Mit Urkunden und viel Applaus in die verdienten Ferien

Erfolgreiche Teilnehmer des Regionalwettbewerbs „Jugend musiziert“ spielen bei Konzert ihre Lieblingsstücke

Die erfolgreichen Teilnehmer des Regionalwettbewerbs „Jugend musiziert“ spielten beim Konzert noch einmal ihre Lieblingsstücke.	Foto: O. MinkenbergWolgast (AK/olm). Viele strah­lende Gesichter gab es am Donnerstag beim letzten Kon­zert vor den Winterferien in der Kreismusikschule Wolgast-Anklam. Denn hier bekamen die 43 Teilnehmer des diesjährigen Regionalwettbewerbs „Ju­gend musiziert“ ihre Urkunden und als kleines Geschenk einen Regenschirm mit dem Logo des Wettbewerbs, nach­dem sie noch einmal ihr Lieb­lingsstück aus dem Wettbe­werbsprogramm gespielt hat­ten.
„Ihr habt tolle Leistungen ge­bracht und seid über Euch hinausgewachsen“, lobte Schulleiterin Marika Guddat ihre Schützlinge, die in Stral­sund mit 14 ersten und neun zweiten Preisen belohnt wor­den waren.

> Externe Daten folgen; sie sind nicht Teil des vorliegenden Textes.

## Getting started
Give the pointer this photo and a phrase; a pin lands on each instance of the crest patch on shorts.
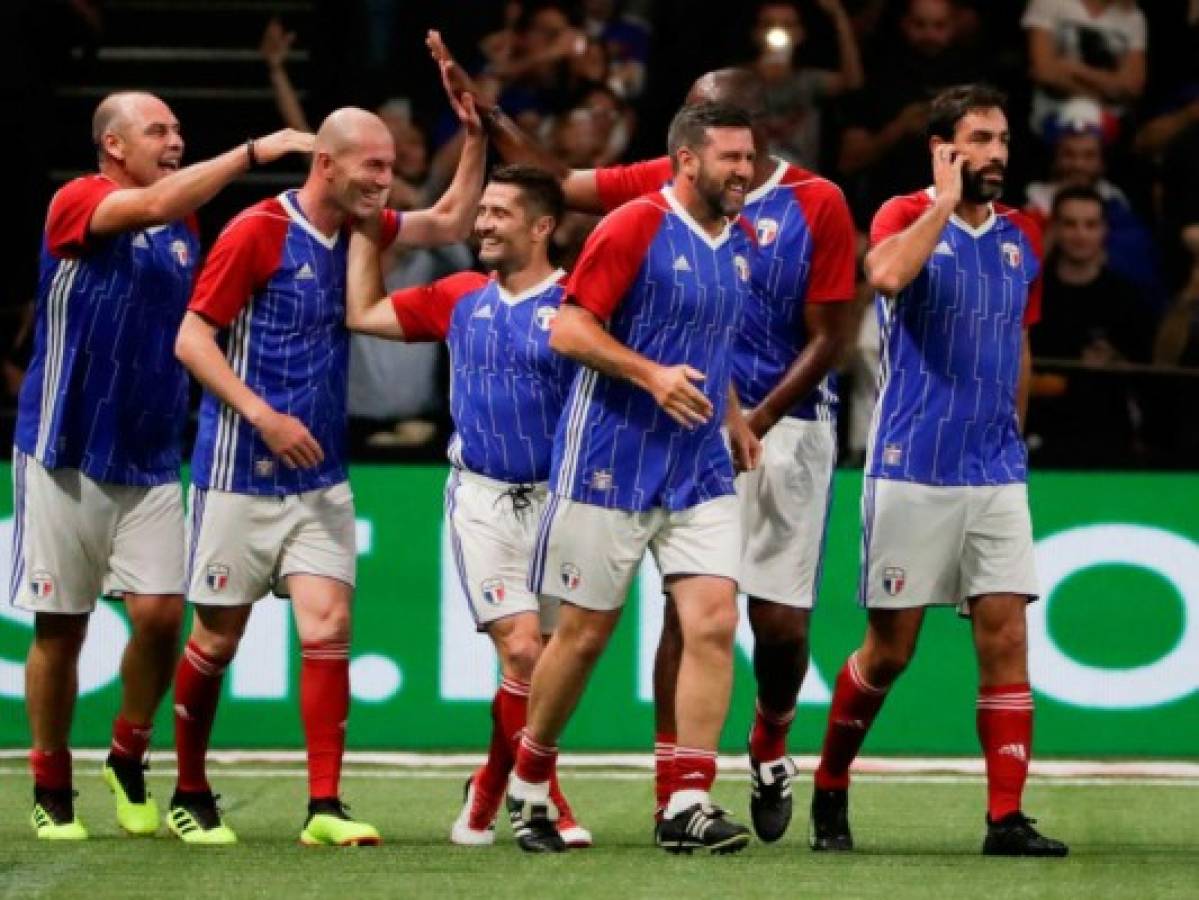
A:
(216, 577)
(893, 579)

Und 13 Mädchen und Jungen begeisterten die Jury mit ihrem Auftritt so sehr, dass sie sich für das Landes­finale von „Jugend musiziert“ qualifizierten, das am 22. und 23. März in Greifswald stattfin­det. Dort werden das Violin-Trio mit Lilly Krause, Charlotta Beyrich und Xenia Quadt, Kla­vier-Solistin Mai Linh Nguyen Thi, das Blockflöten-Quartett mit Lea Putzar, Jamie Lee Schröder, Lynn Marie Bentzin und Greta Prust, das Akkor­deon-Trio mit Paul Börrnert, Heidi Labahn und Benjamin Bade sowie Anna Burkert auf der Pop-Gitarre, begleitet von Marie Wiese, antreten.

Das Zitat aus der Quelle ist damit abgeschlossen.